In his speech, Starmer is expected to warn that Britain faces a “defining choice” between “decency and division”. He will say: “We can all see our country faces a choice, a defining choice. Britain stands at a fork in the road.

“We can choose decency. Or we can choose division. Renewal or decline. A country, proud of its values, in control of its future, or one that succumbs, against the grain of our history, to the politics of grievance.”

The prime minister is expected to draw on the memories of the 1945 Labour government to inspire his party, while warning supporters there will be more tough choices to come. “It is a test. A fight for the soul of our country, every bit as big as rebuilding Britain after the war, and we must all rise to this challenge,” he will say.

“And yet we need to be clear that our path, the path of renewal, it’s long, it’s difficult, it requires decisions that are not cost-free or easy. Decisions that will not always be comfortable for our party.”

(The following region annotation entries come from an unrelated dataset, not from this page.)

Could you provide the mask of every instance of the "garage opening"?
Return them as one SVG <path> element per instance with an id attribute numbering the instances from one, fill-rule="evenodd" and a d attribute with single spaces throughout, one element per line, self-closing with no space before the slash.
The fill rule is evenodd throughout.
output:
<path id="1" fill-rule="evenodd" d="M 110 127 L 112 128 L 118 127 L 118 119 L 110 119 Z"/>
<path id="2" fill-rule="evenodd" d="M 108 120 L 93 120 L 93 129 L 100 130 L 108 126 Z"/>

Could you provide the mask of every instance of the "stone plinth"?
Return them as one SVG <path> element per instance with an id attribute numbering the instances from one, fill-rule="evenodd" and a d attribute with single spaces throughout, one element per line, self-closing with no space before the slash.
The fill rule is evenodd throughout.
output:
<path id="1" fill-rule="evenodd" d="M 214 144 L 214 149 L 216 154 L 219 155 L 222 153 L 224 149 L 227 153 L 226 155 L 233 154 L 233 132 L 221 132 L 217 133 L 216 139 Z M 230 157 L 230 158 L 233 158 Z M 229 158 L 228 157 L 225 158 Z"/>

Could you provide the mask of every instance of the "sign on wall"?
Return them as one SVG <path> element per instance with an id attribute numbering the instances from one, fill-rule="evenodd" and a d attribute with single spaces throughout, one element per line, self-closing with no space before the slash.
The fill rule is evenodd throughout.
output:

Shabana Mahmood, the home secretary, warned delegates that they would not like some of the measures she expects to implement to deal with small boats, implying they would involve some significant curtailment of human rights.

“In solving this crisis, you may not always like what I do. We will have to question some of the assumptions and legal constraints that have lasted for a generation and more,” she said.

“But unless we have control of our borders, and until we can decide who comes in and who must leave, we will never be the open, tolerant and generous country that I know we all believe in.”